Belo equilíbrio Esta não é a primeira vez que as charnecas estão sob ameaça, disse Løvschal. Durante a Idade do Bronze, cerca de 5.000 anos atrás, as pessoas destruíram grandes extensões de charnecas e pastagens para criar túmulos humanos, conhecidos como túmulos. Infelizmente, esta atividade "levou a uma catástrofe ecológica", já que a remoção de grama causa um esgotamento extremo da fertilidade do solo. Por outro lado, também houve momentos em que humanos e charnecas estavam "em belo equilíbrio".
Uma das principais questões que o projeto ANTHEA aborda é a forma como este "belíssimo equilíbrio" foi alcançado por diferentes grupos pastorais em toda a Europa e "se a sobrevivência a longo prazo dessas charnecas foi o produto de pessoas fazendo coisas muito semelhantes ou se eles deram origem a uma miríade de modos de vida e organização."
O projeto TerraNova também está olhando para paisagens antigas para identificar maneiras pelas quais os humanos podem coexistir de forma sustentável com a natureza.
“Queremos entender como as paisagens naturais foram moldadas ao longo do tempo para encontrar as melhores diretrizes e soluções práticas para o uso sustentável da terra”, disse o professor Karl-Johan Lindholm, arqueólogo da Universidade de Uppsala e co-investigador da TerraNova.
Épocas históricas A arqueologia divide épocas históricas com base na tecnologia humana e no desenvolvimento de ferramentas, por isso temos a Idade da Pedra, a Idade do Bronze e a Idade do Ferro.
A antropologia, por outro lado, identifica a organização humana por tamanho e complexidade, então você tem comunidade, tribo e estado, explicou Lindholm. "Nenhuma dessas estruturas explicativas convencionais é realmente útil para o gerenciamento da terra." É por isso que os pesquisadores estão aplicando uma abordagem interdisciplinar, usando informações de arqueologia, ecologia, climatologia e estudos de paisagem.
O projeto está investigando o uso da terra ao longo do tempo em diferentes "laboratórios de campo", que percorrem áreas de captação de rios na Suécia, Alemanha e Holanda, e em Portugal, Romênia e Espanha, disse Lindholm. As áreas de captação representam vários ambientes diferentes através dos quais a água flui para um rio.
Estudo do ecossistema Ao extrair dados existentes nos registros arqueológicos e paleoecológicos (o estudo dos ecossistemas no passado distante), o projeto modelará a vegetação, a distribuição animal e o uso humano da terra ao longo do tempo para desenvolver diferentes cenários e modelos de cobertura da terra.

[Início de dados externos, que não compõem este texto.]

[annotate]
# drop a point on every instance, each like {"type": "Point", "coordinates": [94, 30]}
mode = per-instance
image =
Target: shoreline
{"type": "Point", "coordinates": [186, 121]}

"Nossa ambição é ter um atlas europeu digital", disse Lindholm.
Os pesquisadores da TerraNova também estão se envolvendo com pessoas que atualmente administram terras para fornecer informações e ferramentas para os formuladores de políticas.
“Basicamente, o que a TerraNova pretende fazer é entender melhor esses tipos de histórias de paisagem para fornecer recomendações, ferramentas e diretrizes para ajudar os gestores de terras de hoje a entender e gerenciar suas paisagens de maneira mais sustentável”, disse ele.